Control

get_parabolic_robin_backstepping_controller(state, approx_state, d_approx_state, approx_target_state, d_approx_target_state, integral_kernel_ll, original_beta, target_beta, scale=None)[source]

Build a modal approximated backstepping controller u(t)=(Kx)(t), for the (open loop-) diffusion system with reaction term, robin boundary condition and robin actuation

\begin{align*}
    \dot x(z,t) &= a_2 x''(z,t) + a_0 x(z,t),
     && z\in (0, l) \\
    x'(0,t) &= \alpha x(0,t) \\
    x'(l,t) &= -\beta x(l,t) + u(t)
\end{align*}

such that the closed loop system has the desired dynamic of the target system

\begin{align*}
    \dot{\bar{x}}(z,t) &= a_2 \bar x''(z,t) +
    \bar a_0 \bar x(z,t), && z\in (0, l) \\
    \bar x'(0,t) &= \bar\alpha \bar x(0,t) \\
    \bar x'(l,t) &= -\bar\beta x(l,t)
\end{align*}

where \bar a_0,\, \bar\alpha,\, \bar\beta are controller parameters.

The control design is performed using the backstepping method, whose integral transform

\bar x(z) = x(z) + \int_0^z k(z, \bar z) x(\bar z) \, d\bar z

maps from the original system to the target system.

Note

For more details see the example script pyinduct.examples.rad_eq_const_coeff that implements the example from [WoiEtAl17] .

Parameters:
  • state (list of ScalarTerm’s) – Measurement / value from simulation of x(l).
  • approx_state (list of ScalarTerm’s) – Modal approximated x(l).
  • d_approx_state (list of ScalarTerm’s) – Modal approximated x'(l).
  • approx_target_state (list of ScalarTerm’s) – Modal approximated \bar x(l).
  • d_approx_target_state (list of ScalarTerm’s) – Modal approximated \bar x'(l).
  • integral_kernel_ll (numbers.Number) –

    Integral kernel evaluated at \bar z = z = l :

    k(l, l) = \bar\alpha
- \alpha
+ \frac{a_0-\bar a_0}{a_2} l \:.

  • original_beta (numbers.Number) – Coefficient \beta of the original system.
  • target_beta (numbers.Number) – Coefficient \bar\beta of the target system.
  • scale (numbers.Number) – A constant c \in \mathbb R to scale the control law: u(t) = c \, (Kx)(t).
Returns:

(Kx)(t)

Return type:

Controller

[WoiEtAl17]Frank Woittennek, Marcus Riesmeier and Stefan Ecklebe; On approximation and implementation of transformation based feedback laws for distributed parameter systems; IFAC World Congress, 2017, Toulouse
split_domain(n, a_desired, l, mode='coprime')[source]

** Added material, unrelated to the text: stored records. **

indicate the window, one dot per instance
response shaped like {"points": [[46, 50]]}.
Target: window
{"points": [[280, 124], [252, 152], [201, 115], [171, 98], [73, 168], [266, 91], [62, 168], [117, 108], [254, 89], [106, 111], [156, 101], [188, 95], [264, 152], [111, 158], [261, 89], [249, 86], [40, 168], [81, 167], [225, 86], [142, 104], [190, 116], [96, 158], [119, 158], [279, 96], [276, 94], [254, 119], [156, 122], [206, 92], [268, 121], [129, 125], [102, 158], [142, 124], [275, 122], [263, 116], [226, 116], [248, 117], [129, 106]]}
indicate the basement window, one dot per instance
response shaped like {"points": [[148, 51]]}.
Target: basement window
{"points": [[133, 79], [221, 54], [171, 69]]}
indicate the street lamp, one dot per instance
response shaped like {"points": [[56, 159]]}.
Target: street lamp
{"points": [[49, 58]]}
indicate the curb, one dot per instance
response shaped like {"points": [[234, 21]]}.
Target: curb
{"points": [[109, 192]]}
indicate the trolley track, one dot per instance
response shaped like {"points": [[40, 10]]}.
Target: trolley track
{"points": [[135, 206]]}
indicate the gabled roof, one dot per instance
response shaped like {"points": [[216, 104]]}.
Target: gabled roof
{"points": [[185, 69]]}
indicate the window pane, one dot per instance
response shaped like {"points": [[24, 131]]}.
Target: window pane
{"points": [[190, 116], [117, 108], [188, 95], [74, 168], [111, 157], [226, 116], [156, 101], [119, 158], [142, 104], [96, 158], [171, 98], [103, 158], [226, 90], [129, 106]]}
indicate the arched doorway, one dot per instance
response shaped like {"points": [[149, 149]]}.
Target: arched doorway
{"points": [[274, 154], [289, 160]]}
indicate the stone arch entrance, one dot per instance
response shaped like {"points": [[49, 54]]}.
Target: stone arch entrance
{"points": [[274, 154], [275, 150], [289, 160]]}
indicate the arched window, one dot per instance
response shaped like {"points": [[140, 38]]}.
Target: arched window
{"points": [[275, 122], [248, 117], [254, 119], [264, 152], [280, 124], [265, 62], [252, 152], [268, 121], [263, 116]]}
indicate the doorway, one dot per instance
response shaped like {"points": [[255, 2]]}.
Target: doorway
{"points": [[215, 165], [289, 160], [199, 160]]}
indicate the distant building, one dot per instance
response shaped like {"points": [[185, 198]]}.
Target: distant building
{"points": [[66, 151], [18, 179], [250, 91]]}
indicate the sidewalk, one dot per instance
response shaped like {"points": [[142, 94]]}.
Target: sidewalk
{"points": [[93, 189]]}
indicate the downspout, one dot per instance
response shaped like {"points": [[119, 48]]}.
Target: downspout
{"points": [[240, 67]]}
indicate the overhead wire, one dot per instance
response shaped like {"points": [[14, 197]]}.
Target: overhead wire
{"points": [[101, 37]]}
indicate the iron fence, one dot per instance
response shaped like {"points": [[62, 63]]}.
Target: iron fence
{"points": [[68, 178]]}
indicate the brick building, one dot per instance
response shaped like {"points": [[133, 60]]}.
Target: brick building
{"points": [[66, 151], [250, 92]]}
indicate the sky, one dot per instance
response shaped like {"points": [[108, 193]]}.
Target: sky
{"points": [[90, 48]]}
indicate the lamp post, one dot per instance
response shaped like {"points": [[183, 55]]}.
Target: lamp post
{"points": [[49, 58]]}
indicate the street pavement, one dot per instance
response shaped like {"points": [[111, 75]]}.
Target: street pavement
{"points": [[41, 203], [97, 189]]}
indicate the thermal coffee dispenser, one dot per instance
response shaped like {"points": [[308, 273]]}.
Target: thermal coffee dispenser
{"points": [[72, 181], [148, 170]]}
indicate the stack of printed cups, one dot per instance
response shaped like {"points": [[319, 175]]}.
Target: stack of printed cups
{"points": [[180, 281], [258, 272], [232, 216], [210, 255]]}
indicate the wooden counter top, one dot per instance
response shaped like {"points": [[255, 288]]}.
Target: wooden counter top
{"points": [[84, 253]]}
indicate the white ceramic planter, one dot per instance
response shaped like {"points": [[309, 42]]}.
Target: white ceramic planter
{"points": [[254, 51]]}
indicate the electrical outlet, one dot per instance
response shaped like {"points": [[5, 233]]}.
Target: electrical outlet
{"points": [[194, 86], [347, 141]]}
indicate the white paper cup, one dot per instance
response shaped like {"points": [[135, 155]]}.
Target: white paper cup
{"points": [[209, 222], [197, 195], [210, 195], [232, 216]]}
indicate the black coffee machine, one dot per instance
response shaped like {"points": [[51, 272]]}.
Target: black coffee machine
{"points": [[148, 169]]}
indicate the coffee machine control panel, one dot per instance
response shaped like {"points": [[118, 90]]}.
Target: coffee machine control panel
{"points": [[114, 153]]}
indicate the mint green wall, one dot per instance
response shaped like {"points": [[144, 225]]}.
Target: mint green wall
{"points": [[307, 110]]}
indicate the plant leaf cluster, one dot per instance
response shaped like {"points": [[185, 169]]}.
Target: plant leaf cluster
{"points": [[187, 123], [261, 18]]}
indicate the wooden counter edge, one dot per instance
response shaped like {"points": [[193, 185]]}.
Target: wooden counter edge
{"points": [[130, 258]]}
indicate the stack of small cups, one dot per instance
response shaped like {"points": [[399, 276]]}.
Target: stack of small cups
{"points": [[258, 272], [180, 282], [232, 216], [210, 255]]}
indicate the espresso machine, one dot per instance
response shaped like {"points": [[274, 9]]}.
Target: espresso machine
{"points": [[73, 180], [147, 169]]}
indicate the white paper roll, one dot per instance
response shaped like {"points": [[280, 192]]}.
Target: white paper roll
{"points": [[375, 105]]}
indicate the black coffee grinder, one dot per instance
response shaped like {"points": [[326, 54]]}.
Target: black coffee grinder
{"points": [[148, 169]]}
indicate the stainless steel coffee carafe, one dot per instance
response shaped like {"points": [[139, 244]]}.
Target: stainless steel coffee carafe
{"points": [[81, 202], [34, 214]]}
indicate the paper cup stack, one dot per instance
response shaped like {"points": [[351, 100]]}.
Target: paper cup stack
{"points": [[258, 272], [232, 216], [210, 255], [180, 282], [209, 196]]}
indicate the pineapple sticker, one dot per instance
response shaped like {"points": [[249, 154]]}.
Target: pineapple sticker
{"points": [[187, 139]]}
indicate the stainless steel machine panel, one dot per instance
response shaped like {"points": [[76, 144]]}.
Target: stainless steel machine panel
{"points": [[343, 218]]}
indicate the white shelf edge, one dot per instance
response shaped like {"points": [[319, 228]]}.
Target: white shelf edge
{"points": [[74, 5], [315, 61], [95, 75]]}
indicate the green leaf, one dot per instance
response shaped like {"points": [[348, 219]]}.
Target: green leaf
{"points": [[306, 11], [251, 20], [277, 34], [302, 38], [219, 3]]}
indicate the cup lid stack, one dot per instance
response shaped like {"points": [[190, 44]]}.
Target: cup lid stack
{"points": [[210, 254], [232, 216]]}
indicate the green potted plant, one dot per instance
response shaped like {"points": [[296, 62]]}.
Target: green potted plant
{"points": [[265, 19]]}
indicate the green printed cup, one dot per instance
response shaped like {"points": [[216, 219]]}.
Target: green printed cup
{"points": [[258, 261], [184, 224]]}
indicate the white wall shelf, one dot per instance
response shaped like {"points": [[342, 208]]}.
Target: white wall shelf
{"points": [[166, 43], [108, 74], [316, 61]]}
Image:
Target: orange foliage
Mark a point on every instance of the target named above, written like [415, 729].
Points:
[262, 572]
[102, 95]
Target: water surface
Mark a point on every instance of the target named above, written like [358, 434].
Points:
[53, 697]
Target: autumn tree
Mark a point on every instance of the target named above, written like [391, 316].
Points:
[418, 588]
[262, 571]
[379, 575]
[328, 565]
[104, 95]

Consider a domain [0,l] which is divided into the two sub domains [0,a] and [a,l] with the discretization l_0 = l/n and a partition a + b = l.

Calculate two numbers k_1 and k_2 with k_1 + k_2 = n such that n is odd and a = k_1l_0 is close to a_desired.

Parameters:
  • n (int) – Number of sub-intervals to create (must be odd).
  • a_desired (float) – Desired partition size a .
  • l (float) – Length l of the interval.
  • mode (str) –

    Operation mode to use:

    • ’coprime’: k_1 and k_2 are coprime (default) .
    • ’force_k2_as_prime_number’: k_2 is a prime number (k_1 and k_2 are coprime)
    • ’one_even_one_odd’: One is even and one is odd.